It's on the right track, but it's wrong.
"=?UTF-8?Q?B=C3=B6rge_M=C3=B6ller?="<boerge.moeller@foo.org>
There are 2 problems with the above form:
- The encoded-word (the =?UTF-8?Q?...?= bit) is quoted and shouldn't be. Mail software that parse this address won't decode that token if they are standards-compliant.
- The "name" is butted up against the angle brackets and should not be. There MUST be a space in order to be standards compliant.
In other words, this is what it should look like:
=?UTF-8?Q?B=C3=B6rge_M=C3=B6ller?= <boerge.moeller@foo.org>
The RFCs that you need to look at are:
- RFC5322 - this defines the modern Message syntax that is implemented by the server you are trying to interoperate with.
- RFC2047 - this defines the methods and syntax of the encoded-words that are needed to represent non-ASCII characters in headers like
Subject
and address headers (e.g. To/From/Cc/Reply-To/etc). (This is the =?UTF-8?Q?B=C3=B6rge_M=C3=B6ller?=
part)
- RFC822 - this defines the grammar used by RFC2047 and is an older version of RFC5322.

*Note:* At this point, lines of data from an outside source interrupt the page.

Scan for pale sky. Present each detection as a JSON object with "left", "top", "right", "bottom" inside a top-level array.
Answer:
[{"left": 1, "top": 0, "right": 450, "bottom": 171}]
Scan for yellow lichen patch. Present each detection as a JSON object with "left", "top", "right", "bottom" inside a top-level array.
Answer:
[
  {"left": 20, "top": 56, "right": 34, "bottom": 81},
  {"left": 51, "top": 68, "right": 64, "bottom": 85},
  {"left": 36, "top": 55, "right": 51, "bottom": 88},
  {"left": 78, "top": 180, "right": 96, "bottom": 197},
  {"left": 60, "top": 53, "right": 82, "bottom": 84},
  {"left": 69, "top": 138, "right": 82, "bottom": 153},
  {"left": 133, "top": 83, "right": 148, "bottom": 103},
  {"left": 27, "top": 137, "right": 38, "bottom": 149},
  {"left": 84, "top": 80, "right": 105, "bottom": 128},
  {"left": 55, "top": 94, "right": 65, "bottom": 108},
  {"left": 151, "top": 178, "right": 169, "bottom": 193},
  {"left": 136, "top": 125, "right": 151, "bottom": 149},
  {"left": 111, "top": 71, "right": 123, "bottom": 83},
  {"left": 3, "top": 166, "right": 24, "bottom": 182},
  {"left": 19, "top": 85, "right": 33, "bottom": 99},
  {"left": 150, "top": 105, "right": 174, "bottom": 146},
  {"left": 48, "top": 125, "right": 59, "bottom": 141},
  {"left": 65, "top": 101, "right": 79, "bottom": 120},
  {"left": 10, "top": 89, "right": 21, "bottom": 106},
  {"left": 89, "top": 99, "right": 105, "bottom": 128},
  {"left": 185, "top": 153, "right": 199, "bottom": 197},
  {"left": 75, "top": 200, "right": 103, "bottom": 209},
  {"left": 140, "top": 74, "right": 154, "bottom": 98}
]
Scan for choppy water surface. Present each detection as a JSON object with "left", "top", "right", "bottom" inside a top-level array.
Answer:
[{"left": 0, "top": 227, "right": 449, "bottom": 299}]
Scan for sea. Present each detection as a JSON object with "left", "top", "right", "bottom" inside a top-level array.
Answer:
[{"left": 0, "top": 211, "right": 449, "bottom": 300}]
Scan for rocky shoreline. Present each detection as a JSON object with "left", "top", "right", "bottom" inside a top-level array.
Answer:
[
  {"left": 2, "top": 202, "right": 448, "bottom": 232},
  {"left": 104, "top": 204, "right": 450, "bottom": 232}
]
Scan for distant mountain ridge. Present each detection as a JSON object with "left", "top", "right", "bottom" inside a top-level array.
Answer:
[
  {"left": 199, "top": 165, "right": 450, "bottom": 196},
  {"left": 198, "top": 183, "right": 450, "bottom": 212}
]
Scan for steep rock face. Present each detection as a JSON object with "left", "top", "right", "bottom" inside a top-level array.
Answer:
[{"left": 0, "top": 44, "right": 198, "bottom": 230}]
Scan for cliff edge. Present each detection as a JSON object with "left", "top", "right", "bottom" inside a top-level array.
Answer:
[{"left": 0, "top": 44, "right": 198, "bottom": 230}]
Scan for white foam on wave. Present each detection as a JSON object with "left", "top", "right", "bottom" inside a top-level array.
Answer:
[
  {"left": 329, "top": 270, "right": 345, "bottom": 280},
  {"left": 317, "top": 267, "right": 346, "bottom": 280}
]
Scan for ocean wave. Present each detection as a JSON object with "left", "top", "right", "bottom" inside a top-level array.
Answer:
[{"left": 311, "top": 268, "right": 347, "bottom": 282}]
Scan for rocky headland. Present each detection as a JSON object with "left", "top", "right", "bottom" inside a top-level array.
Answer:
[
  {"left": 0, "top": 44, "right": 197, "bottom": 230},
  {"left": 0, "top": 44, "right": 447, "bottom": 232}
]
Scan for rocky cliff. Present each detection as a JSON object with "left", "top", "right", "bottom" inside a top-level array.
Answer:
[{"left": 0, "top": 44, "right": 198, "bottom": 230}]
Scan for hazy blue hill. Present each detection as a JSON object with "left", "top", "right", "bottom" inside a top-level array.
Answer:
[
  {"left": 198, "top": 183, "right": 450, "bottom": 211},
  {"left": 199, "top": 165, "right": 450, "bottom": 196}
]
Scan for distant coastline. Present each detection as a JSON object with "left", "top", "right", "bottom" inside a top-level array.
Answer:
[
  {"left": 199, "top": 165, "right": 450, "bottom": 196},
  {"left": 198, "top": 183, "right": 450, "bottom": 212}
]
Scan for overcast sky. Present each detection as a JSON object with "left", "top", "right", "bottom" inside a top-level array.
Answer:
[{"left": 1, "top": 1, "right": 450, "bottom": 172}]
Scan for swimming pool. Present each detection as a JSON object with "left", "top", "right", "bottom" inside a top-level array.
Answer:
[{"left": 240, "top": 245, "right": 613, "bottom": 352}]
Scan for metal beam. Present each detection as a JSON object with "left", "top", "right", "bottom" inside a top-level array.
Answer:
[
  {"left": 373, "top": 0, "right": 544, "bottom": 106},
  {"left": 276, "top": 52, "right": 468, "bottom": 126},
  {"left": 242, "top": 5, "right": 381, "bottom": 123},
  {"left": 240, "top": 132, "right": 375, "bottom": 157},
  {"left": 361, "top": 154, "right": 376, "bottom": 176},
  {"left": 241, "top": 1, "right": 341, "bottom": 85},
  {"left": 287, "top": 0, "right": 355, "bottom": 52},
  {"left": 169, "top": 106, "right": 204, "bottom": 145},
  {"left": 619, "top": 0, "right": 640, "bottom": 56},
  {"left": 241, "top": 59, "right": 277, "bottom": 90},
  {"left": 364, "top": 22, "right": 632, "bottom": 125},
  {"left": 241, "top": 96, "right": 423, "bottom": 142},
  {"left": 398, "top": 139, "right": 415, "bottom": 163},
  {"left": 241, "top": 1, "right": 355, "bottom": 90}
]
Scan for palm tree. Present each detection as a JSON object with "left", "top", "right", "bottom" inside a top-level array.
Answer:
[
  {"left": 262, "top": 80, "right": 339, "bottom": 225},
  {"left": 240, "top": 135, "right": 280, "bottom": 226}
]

It may also be helpful to read RFC2822 which is newer than RFC822 but older than RFC5322. My guess, however, is that you can skip it because it won't have a lot of value. The only reason RFC822 still has value is because of its much older grammar definitions that are referenced by RFC2047 (such as atom
, dot-atom
, phrase
, angle-addr
, addr-spec
, tspecials
, etc).
RFC6532 is even newer than RFC5322. The purpose of which is to remove the need to encode headers altogether by allowing the use of UTF-8 as an alternative.
Before RFC6532, there was no standard for the character encoding to use for headers other than ASCII (which was what RFC822 used) and so everything was always supposed to conform to ASCII.
A lot of software doesn't follow the standards, however, and so there was a lot of mail in the real world that used ISO-8859-1 and every other character encoding under the sun, all depending on what region the user(s) were in and what character encoding(s) were in wide use in those regions (e.g. Big5 and GB2312 are popular in various parts of China, Shift-JIS being popular in Japan, EUC-KR/KS-C-5601-1987 are popular in Korea, etc).
This caused major interoperability problems, though, not least of which because not every mail client could handle every character encoding under the sun, but also because there was no way for a client to figure out which character encoding was even being used! It's all just binary gobbeldy-gook.
UTF-8, however, has existed for a long time and it can represent all characters in all languages, so it was only logical for it to eventually win out as the standard character encoding to use for international email.